In [1]:
# Importing dependencies
import pandas as pd
from feast import FeatureStore
from feast.dqm.profilers.ge_profiler import ge_profiler
from great_expectations.core.expectation_suite import ExpectationSuite
from great_expectations.dataset import PandasDataset

In [2]:
# Getting our feature store
store = FeatureStore(repo_path="feature_repo/")

# Getting a saved dataset
dataset = store.get_saved_dataset(name="driver_stats")

In [3]:
# Tolerance value for the mean
DELTA = 0.1

# Creating a profiler function
@ge_profiler
def stats_profiler(ds: PandasDataset) -> ExpectationSuite:
    # DEFINING MINIMUM AND MAXIMUM
    # EXPECTED VALUES

    # Getting min and max values for avg_daily_trips
    observed_min = ds["avg_daily_trips"].min()
    observed_max = ds["avg_daily_trips"].max()

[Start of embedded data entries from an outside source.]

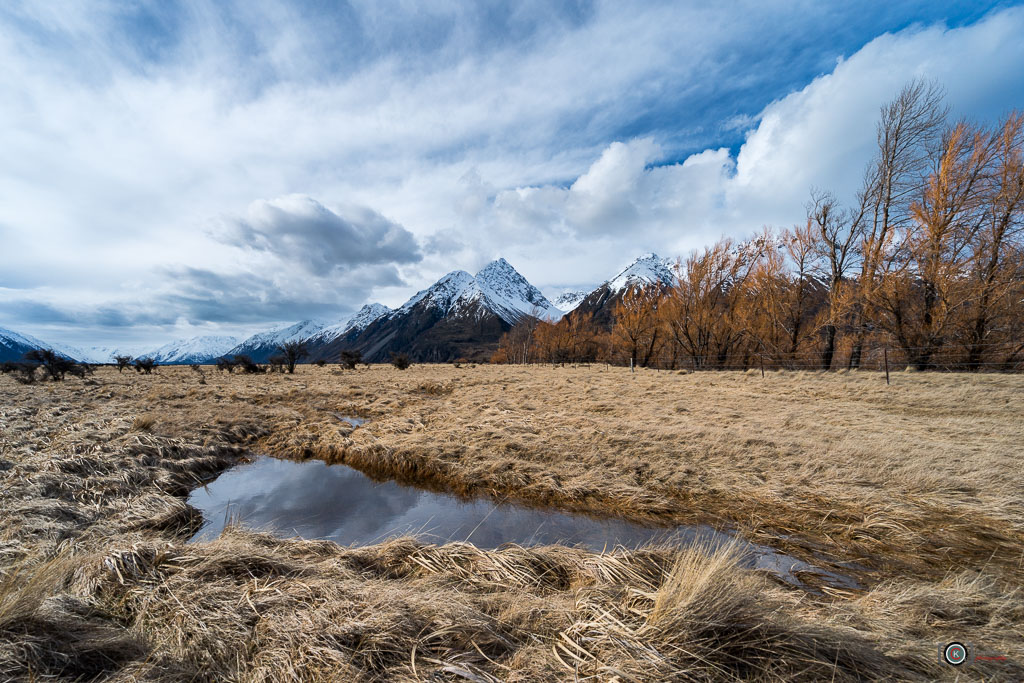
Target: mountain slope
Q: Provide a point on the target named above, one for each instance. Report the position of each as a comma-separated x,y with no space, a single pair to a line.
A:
461,315
567,301
316,334
14,345
203,349
264,344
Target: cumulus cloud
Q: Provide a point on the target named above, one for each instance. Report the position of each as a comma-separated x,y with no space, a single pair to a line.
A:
629,200
563,137
301,230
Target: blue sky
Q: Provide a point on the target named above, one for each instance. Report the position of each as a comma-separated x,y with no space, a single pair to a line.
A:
181,168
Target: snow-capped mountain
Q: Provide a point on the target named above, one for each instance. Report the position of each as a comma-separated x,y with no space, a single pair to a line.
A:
644,270
500,289
460,315
315,333
13,345
356,323
567,301
264,344
441,294
103,353
195,350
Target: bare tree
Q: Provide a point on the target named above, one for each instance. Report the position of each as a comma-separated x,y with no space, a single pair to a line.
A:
838,238
246,365
906,128
145,366
52,363
350,358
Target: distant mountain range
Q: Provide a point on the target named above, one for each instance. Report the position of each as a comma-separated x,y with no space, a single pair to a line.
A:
460,315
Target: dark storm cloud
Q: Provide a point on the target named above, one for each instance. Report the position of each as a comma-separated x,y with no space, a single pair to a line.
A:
33,312
202,295
303,231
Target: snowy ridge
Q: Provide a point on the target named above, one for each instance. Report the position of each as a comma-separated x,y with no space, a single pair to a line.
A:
567,301
194,350
14,344
441,294
644,270
286,333
103,353
498,288
10,338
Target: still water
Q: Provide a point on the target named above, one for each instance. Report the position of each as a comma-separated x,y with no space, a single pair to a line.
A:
311,500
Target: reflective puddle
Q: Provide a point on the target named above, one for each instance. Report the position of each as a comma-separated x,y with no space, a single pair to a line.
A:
312,500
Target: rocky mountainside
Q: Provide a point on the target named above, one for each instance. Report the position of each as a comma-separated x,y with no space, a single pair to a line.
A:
316,334
567,301
460,315
643,271
203,349
14,345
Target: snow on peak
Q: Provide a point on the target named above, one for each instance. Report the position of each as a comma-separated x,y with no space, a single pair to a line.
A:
366,315
442,293
14,344
509,295
567,301
645,269
195,349
358,322
498,288
286,333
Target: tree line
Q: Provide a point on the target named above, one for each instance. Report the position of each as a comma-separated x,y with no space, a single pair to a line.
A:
927,262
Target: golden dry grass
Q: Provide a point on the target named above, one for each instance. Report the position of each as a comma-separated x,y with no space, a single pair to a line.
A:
916,483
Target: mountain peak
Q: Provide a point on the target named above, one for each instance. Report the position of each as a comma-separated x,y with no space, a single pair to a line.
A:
645,269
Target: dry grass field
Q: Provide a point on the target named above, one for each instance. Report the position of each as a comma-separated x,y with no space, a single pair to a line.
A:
915,489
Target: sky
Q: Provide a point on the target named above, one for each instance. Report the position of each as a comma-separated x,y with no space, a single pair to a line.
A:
181,168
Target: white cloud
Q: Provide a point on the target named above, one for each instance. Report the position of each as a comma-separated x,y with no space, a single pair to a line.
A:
117,166
821,135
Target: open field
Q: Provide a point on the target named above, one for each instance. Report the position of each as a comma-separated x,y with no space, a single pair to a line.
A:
914,488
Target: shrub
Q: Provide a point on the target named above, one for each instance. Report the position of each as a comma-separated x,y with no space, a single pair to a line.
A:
145,366
246,365
24,372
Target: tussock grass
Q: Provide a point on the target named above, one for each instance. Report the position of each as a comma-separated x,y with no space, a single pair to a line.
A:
914,488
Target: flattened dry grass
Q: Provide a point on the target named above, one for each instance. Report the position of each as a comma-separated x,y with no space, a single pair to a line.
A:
914,488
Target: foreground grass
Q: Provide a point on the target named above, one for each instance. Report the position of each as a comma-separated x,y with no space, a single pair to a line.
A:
915,488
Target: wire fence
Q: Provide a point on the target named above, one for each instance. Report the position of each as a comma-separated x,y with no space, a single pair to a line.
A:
995,358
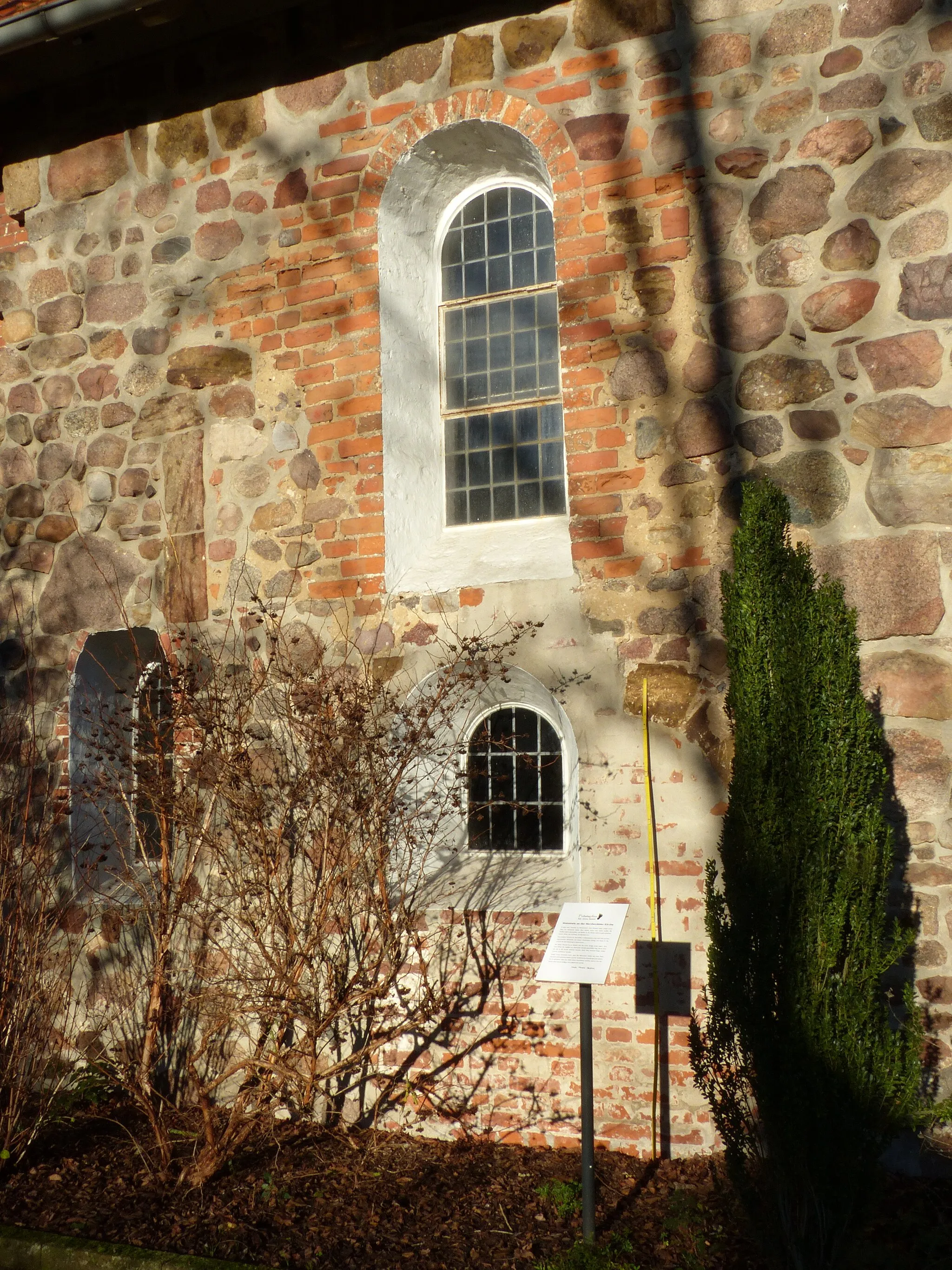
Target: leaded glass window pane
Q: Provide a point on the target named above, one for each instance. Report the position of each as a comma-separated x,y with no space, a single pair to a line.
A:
498,353
515,769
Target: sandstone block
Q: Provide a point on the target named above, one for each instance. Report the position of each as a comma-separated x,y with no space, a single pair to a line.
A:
654,286
841,61
911,487
531,41
705,367
772,381
171,251
681,473
761,436
292,190
606,22
900,181
186,579
471,60
893,583
855,247
107,451
598,136
867,18
87,169
840,305
718,54
746,162
786,262
919,234
313,94
56,352
21,186
673,143
18,430
164,414
625,225
911,686
749,323
25,502
935,121
150,201
134,482
251,202
87,586
639,372
814,425
862,93
23,397
56,529
150,341
815,483
721,207
840,143
183,138
727,127
116,303
185,482
58,317
791,202
702,428
921,770
782,111
237,124
418,63
305,470
33,557
798,31
927,289
218,239
209,366
673,695
13,366
902,421
903,361
923,78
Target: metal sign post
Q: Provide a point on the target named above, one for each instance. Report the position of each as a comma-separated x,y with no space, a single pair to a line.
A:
581,951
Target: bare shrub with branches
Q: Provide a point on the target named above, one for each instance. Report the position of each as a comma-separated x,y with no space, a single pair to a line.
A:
39,944
278,819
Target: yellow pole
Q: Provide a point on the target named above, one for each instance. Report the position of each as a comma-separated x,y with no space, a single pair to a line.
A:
654,904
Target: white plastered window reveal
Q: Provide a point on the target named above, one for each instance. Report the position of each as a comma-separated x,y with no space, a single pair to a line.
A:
426,191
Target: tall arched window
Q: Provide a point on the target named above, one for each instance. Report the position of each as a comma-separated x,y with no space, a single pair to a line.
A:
501,383
516,783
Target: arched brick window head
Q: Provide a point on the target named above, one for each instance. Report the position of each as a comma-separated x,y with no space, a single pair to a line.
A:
501,390
516,784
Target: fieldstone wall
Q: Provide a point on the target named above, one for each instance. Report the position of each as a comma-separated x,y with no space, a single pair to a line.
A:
752,216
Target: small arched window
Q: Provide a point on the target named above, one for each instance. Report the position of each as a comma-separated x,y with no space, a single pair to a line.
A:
120,750
501,384
516,783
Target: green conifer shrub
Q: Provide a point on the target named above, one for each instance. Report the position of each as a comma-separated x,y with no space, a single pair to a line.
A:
809,1067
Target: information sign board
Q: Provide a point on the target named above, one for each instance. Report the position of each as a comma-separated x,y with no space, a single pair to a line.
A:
583,944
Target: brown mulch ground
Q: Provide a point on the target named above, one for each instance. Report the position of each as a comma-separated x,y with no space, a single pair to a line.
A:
371,1201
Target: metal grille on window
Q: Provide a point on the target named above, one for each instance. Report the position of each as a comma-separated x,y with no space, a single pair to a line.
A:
503,416
515,769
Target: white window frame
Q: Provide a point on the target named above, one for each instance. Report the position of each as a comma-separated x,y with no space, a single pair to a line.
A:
523,880
426,191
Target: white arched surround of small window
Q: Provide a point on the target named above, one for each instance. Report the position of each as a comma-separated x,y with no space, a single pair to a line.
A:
424,550
463,874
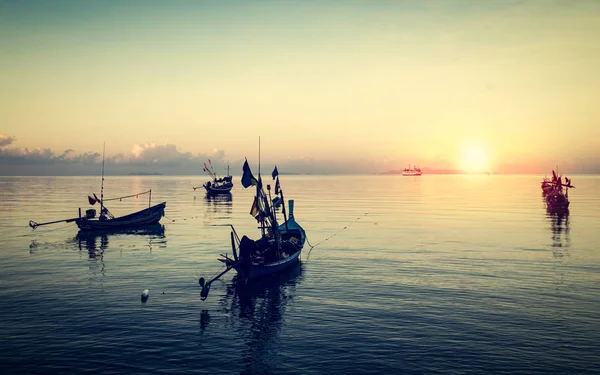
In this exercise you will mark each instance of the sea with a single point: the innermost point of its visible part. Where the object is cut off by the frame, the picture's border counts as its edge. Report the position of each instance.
(438, 274)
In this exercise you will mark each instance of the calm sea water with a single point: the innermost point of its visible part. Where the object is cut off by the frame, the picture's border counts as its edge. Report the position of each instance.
(437, 274)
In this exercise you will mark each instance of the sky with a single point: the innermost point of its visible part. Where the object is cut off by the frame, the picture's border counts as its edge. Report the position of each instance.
(328, 86)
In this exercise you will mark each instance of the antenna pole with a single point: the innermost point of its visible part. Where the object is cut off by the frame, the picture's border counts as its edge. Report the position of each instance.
(102, 183)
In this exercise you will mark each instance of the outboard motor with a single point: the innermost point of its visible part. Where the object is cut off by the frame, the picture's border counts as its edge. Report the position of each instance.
(90, 213)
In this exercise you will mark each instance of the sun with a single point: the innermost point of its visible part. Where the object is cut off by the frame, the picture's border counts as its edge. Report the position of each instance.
(474, 158)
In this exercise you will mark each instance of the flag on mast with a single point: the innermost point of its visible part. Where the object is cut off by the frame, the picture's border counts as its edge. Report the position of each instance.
(248, 178)
(277, 187)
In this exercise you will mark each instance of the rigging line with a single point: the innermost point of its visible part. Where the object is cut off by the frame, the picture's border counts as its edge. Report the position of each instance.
(333, 235)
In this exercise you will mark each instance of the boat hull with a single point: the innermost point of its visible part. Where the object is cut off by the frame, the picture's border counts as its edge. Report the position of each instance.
(557, 202)
(254, 272)
(148, 216)
(218, 190)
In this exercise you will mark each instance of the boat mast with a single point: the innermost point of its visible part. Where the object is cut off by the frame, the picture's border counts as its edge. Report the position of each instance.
(102, 183)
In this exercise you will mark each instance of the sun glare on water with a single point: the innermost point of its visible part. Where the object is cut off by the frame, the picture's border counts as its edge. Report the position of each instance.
(474, 159)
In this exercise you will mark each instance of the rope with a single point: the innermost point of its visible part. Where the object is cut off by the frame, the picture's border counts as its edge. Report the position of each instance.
(333, 235)
(47, 231)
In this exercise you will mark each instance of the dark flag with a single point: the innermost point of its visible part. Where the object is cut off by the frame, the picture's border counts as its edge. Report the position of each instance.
(277, 187)
(247, 177)
(254, 211)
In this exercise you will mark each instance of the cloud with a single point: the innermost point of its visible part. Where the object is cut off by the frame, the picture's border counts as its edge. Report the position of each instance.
(153, 154)
(5, 140)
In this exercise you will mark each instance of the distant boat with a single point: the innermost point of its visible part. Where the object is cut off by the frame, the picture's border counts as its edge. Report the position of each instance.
(217, 185)
(411, 171)
(279, 245)
(106, 220)
(556, 193)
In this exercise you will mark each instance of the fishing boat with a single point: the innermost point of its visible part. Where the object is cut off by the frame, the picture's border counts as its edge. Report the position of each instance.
(106, 220)
(416, 171)
(216, 185)
(556, 193)
(279, 245)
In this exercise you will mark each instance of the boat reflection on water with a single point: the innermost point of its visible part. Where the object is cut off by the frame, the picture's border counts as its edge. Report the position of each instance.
(257, 310)
(218, 206)
(561, 241)
(96, 242)
(219, 199)
(559, 225)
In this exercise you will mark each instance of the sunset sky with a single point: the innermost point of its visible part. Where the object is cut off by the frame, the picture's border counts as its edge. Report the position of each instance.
(329, 86)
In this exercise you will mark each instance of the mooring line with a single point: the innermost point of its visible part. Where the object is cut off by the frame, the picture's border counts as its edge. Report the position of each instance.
(333, 235)
(46, 231)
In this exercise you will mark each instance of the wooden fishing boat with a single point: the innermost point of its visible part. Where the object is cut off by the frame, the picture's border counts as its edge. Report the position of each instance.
(217, 185)
(556, 193)
(411, 171)
(106, 220)
(147, 216)
(279, 245)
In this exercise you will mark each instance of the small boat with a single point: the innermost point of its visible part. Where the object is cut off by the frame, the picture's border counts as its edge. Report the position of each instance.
(217, 185)
(279, 245)
(106, 220)
(416, 171)
(556, 193)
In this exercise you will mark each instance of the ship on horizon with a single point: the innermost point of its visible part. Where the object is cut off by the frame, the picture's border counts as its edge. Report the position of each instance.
(416, 171)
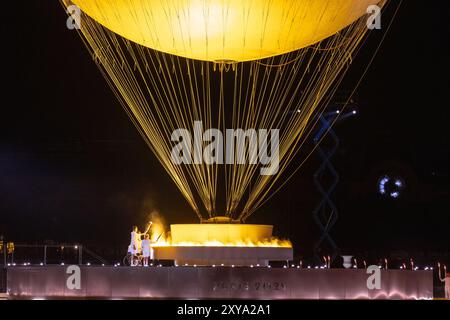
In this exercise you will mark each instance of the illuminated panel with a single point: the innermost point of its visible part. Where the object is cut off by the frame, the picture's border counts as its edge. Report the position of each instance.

    # Setting the expected min and max values
    ds.expect_column_values_to_be_between(
        column="avg_daily_trips",
        mostly=0.99,
        min_value=observed_min,
        max_value=observed_max       
    )

    # DEFINING EXPECTED AVERAGE

    # Getting the average of avg_daily_trips
    observed_mean = ds["avg_daily_trips"].mean()
    
    # Setting the expected range
    ds.expect_column_mean_to_be_between(
        column="avg_daily_trips",        
        min_value=observed_mean * (1 - DELTA),
        max_value=observed_mean * (1 + DELTA)
    )

    # Retrieving comparison results
    return ds.get_expectation_suite(discard_failed_expectations=False)

In [4]:
# Checking the expectation function
dataset.get_profile(profiler=stats_profiler)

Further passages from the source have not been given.